El paso del tiempo y de la historia todo lo puede, lo reconoce y lo deja vislumbrar más allá de las anécdotas. La privatización o arrendamiento (como se decía en la época) ha castigado como figura jurídica y económica a la realidad de nuestro país, en situaciones muy diversas pero sobre todo lamentablemente trágicas. La verdad, son sustantivos que no me gustan. Y el hecho histórico es que el 3 de Febrero ha sido y debe ser para todos aquellos que quieran llegar a él, a las artes, a los espectáculos y a las músicas inspiradas de majestuosas orquestas. Reconocer en la actual arquitectura alguna señal de aquellos tiempos sería casi una arqueología, después de los años y de los ingenieros. Y puede hasta ser cierto que no eran necesarias algunas butacas o palcos, y qué duda cabe si ante la hermosura de la estética inevitable de su conformación la razón parece ineludible. La experiencia privatizadora no se mantuvo en el tiempo, fue una muesca en la historia del coliseo.
El cielo, más allá del paraíso
Hace muy poco (en una alarde de sensibilidad increíble y contagiosa) fue restaurada la parte más alta, allí en el cielo mismo, en la cúpula del teatro. Para llegar a ese sitio, hay que subir las amplias escalinatas del frente, las interminables escaleras hacia el paraíso y luego, una fina escalinata de hierro muy antiguo pero forjado. En ese sitio recóndito, apartado, alto y cálido un grupo de bailarines demostraron su destreza y prestancia interpretando obras de folclore, tal como fuera previsto allá en el Siglo XIX.
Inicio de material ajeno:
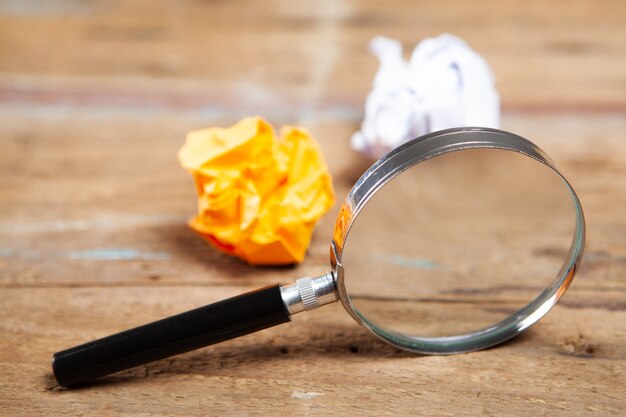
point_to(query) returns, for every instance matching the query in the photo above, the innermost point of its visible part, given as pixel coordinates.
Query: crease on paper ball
(445, 84)
(259, 198)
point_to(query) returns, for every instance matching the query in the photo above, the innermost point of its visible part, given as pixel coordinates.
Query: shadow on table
(240, 355)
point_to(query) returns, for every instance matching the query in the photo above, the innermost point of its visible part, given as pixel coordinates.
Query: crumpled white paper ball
(445, 84)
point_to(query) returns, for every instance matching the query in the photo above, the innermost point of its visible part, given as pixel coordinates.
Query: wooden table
(95, 100)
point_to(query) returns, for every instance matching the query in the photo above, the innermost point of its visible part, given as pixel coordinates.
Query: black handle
(227, 319)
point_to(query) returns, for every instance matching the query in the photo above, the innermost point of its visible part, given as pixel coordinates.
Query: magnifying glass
(453, 242)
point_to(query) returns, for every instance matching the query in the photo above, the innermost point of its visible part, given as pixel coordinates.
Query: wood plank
(236, 56)
(95, 100)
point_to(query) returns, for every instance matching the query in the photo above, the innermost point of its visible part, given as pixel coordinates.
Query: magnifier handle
(227, 319)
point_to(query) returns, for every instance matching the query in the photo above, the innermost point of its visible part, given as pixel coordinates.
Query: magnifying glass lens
(457, 243)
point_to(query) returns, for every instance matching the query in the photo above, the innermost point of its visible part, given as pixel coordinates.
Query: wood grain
(95, 100)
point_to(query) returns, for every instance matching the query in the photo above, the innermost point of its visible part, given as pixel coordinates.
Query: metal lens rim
(420, 150)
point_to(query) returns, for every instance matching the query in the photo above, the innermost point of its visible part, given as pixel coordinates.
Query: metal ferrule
(309, 293)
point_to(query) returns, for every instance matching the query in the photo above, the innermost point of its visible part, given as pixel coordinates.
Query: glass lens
(458, 243)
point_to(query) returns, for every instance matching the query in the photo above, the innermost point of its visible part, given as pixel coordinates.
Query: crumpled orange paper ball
(258, 197)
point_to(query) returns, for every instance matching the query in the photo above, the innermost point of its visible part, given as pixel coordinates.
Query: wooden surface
(95, 100)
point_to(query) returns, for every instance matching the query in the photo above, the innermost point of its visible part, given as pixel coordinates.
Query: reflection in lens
(458, 243)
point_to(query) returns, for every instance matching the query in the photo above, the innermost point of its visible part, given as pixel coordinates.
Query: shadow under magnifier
(458, 243)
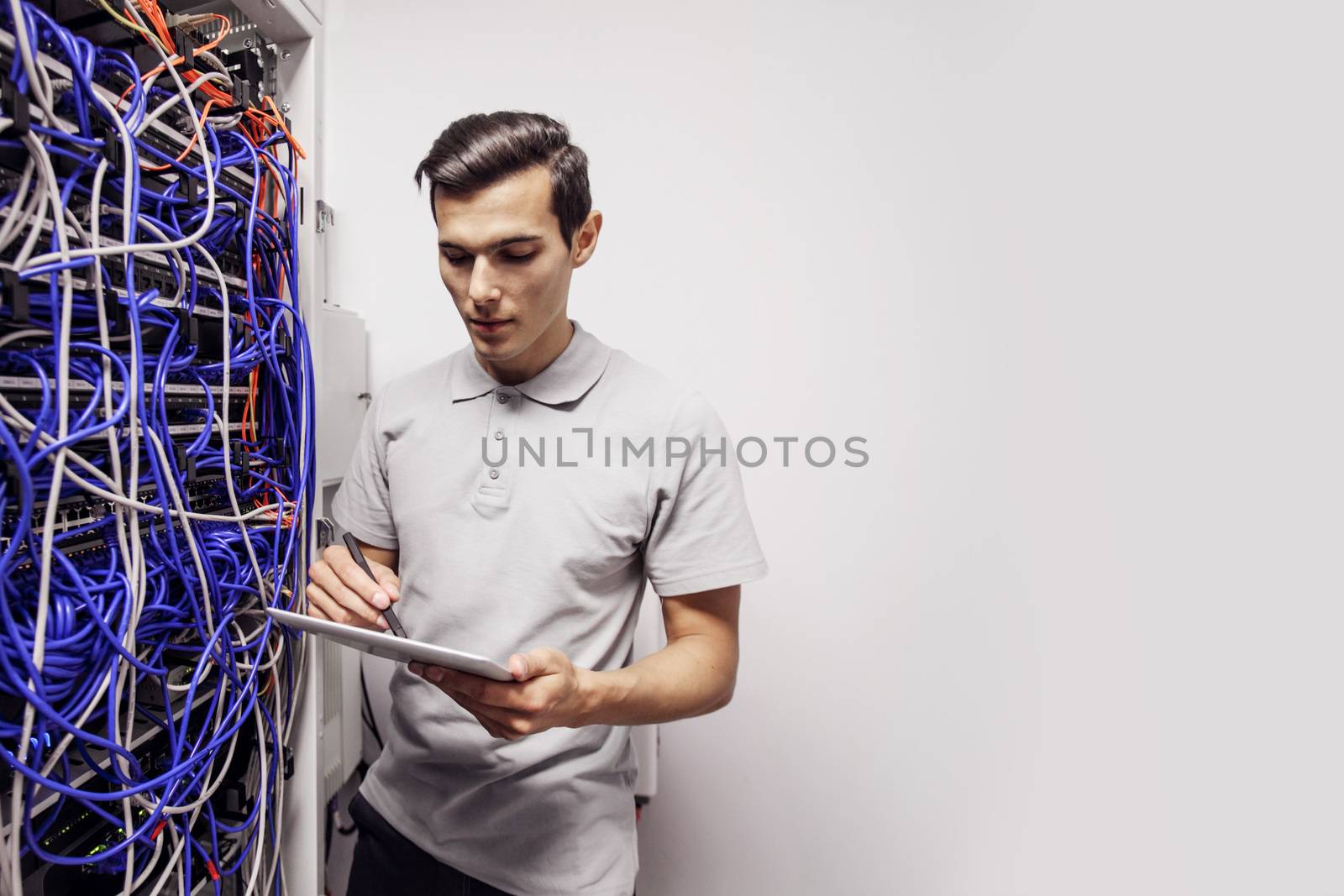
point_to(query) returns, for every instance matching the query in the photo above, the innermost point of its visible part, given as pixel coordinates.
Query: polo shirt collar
(564, 379)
Desde el escenario, se pudo observar todo a través de modernas técnicas de transmisión por video. Y aunque las cámaras no pudieron revelarlo, estoy seguro que en los rincones restaurados aquellos mismos fantasmas de la época del General Urquiza y de la vecina Alvarisqueta habrán dejado escapar una mueca extraña de soberbia, satisfacción y centenario placer por el arte.
El entorno de la noticia
Teatros, actores y otros desacatados melancólicos integra una serie realizada en exclusiva para UNO a partir de la documentación obrante en diferentes reservorios (Archivo General de la Nación, Biblioteca Nacional de la República Argentina, Archivo General de la Provincia de Entre Ríos, Archivo Histórico Patrimonial de Valparaíso y otros). La imagen del Teatro está tomada del Libro de Ofelia Sors Paraná, dos Siglos de Evolución Urbana.